Two belong to Shahbaz Sharif. He’ll have to give up one of them; the results of both could even be nullified.
Still, the PML-N is now better placed to control Punjab without the support of the People’s Party (PPP). All it needs is to gain close to a dozen defectors from the Muslim League – Quaid (PML-Q). PML-Q forward bloc members in the Punjab Assembly have displayed a greater propensity to side with the PML-N than their equivalents in the National Assembly, who have merely distanced themselves from the Chaudhries of Gujrat and the convenient fall guy, Shaukat Aziz.
The first shot of a war between the PML-N and PPP could very well be fired in Punjab, control of which is of immense importance to both parties.
It could have very well have been fired with the appointment of Salmaan Taseer, who serves as the PPP and Musharraf’s check on the PML-N. Earlier this year, Zardari said he would move to Lahore. This never materialized, much like the Murree Accord’s promises. But it signaled his intent to re-build the PPP in Punjab. This month, Taseer announced that Bilawal Bhutto Zardari would tour the province this summer. The teenager–in effect, a socialist-feudal sajjda nashin–would be gracefully politicized and beatified (in life) through a soft induction in the Seraiki belt.
In short, the battle for Punjab is, in many senses, the battle for Pakistan. The PPP needs to consolidate its position in southern Punjab and push up north. The PML-N dominates urban centers in the province’s north and center, but could use some expansion southward. The party could become overly insular in Punjab; it would be wise to use its increasingly comfortable position in Punjab as an opportunity to expand into Pakistan’s other provinces. And that requires not only reaching out to non-Punjabis through national issues (sovereignty, peace, and the rule of law), but also through appreciating their provincial concerns — particularly in respect to provincial autonomy and resource sharing.

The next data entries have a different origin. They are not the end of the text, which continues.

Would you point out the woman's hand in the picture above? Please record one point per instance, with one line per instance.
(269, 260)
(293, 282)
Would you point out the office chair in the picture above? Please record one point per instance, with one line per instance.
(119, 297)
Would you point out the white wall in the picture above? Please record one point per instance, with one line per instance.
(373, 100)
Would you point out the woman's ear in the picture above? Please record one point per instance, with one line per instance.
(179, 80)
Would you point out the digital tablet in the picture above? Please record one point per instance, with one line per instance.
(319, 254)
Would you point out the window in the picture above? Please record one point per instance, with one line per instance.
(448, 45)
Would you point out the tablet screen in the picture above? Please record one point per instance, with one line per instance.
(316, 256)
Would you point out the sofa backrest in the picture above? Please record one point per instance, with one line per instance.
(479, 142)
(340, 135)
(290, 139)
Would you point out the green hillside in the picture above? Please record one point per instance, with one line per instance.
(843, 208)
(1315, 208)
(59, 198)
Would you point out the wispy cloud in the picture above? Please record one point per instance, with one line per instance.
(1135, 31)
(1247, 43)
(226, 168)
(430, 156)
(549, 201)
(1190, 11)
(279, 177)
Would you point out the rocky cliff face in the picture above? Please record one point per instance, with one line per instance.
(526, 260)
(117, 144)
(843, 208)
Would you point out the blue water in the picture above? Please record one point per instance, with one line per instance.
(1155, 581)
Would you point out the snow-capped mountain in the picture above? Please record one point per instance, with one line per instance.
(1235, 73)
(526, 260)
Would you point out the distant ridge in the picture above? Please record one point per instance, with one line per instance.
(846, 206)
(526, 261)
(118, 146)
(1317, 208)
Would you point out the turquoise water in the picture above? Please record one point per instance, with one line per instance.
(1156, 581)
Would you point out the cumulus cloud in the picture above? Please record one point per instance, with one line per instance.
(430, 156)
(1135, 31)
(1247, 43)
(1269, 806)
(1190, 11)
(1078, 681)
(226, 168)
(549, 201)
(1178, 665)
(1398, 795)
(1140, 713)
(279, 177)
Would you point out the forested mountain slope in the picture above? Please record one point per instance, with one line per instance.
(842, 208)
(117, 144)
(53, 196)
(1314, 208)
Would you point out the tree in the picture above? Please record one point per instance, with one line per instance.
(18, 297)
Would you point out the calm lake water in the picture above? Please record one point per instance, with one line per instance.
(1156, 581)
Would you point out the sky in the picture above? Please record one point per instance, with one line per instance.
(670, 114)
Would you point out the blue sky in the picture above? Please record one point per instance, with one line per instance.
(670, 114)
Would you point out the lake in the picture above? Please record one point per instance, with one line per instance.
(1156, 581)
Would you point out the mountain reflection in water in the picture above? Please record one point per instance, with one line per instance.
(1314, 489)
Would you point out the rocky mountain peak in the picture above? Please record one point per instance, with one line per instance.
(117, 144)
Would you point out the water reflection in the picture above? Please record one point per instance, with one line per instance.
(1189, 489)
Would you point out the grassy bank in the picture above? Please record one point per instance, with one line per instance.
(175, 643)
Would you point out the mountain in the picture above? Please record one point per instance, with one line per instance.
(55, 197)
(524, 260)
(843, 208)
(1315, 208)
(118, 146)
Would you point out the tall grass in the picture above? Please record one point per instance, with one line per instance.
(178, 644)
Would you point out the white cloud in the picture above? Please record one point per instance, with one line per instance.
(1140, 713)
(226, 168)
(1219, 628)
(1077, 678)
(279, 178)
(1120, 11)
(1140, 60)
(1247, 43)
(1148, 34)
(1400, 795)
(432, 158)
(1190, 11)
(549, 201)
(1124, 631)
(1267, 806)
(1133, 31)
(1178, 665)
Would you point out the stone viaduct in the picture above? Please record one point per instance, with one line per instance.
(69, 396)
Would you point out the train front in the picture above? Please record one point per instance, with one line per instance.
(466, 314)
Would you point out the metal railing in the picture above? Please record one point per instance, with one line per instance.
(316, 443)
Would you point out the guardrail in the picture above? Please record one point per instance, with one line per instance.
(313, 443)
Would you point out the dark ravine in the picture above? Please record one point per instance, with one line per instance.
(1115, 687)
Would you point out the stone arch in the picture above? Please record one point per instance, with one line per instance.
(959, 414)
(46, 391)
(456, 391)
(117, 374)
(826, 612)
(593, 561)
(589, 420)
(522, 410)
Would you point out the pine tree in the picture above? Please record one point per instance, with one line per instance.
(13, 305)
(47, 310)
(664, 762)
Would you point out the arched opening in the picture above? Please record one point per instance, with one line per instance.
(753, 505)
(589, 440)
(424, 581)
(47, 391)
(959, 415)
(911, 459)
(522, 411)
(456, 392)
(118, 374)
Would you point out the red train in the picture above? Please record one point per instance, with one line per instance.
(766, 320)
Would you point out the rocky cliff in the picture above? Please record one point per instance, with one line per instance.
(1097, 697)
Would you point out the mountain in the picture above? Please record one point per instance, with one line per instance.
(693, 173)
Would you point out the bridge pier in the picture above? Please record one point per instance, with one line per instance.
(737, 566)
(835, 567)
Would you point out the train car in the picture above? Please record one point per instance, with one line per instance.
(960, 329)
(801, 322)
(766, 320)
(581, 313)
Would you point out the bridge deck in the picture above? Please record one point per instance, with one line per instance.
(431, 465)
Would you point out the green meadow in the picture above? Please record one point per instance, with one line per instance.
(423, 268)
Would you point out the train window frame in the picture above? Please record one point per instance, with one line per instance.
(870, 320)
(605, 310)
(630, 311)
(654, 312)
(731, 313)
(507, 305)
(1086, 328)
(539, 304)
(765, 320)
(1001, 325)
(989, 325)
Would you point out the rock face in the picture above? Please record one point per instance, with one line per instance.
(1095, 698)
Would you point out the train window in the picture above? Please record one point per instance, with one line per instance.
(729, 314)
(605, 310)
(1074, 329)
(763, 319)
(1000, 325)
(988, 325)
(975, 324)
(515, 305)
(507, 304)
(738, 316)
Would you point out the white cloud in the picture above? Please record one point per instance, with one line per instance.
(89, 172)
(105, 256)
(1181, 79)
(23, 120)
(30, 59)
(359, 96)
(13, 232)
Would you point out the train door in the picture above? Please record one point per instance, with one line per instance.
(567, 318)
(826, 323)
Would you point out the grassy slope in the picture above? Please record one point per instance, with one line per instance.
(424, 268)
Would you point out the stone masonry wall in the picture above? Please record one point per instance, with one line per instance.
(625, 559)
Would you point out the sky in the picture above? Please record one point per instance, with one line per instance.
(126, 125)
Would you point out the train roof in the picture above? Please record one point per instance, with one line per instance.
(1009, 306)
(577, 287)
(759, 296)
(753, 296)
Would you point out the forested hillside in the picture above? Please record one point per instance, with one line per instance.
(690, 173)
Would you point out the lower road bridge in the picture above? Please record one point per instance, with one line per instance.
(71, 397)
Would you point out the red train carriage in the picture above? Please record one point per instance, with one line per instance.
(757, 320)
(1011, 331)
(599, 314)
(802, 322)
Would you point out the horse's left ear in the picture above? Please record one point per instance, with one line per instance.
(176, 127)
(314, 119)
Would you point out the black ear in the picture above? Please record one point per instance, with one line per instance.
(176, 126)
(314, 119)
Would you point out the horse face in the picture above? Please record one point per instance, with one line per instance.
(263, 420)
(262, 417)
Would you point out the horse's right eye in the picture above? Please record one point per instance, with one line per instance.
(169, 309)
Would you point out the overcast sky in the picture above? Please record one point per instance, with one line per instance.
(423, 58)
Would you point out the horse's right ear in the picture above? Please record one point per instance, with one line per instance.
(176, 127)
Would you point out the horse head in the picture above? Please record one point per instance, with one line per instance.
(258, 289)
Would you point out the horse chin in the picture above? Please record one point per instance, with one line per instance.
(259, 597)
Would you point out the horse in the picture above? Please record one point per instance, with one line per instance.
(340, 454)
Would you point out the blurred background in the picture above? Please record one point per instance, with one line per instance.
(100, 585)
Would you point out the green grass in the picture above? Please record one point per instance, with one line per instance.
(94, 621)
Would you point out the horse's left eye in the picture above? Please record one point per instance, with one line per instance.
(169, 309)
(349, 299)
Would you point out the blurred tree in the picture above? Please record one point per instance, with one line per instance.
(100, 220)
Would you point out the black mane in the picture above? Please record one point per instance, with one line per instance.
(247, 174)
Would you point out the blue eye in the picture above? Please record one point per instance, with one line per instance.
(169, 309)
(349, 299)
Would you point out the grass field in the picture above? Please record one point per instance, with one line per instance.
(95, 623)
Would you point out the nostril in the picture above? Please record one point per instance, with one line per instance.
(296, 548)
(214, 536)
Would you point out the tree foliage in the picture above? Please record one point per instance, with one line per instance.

Nawaz Sharif’s chief ministership of Punjab during Benazir Bhutto’s first term as prime minister paved the way for his first stint as PM. Shahbaz Sharif’s objective is to run Punjab well and help that serve as one source of leverage catapulting the PML-N to power nationally. The PML-N’s gains in Punjab have put it forward on that path. But if it, like the PML-Q, embraces ethnic chauvinism (in this case, Punjabi), it will win Punjab and lose Pakistan. That, in reality, is a loss for everyone as it will push Pakistan further along the path of fragmentation.
At a broader level, Pakistan’s socio-political stability is dependent on the PPP and PML(N) partnering on core issues yet at the same time competing against one another not only in Punjab, but also elsewhere in the country — from Khyber to Karachi, Balochistan to Bahawalpur.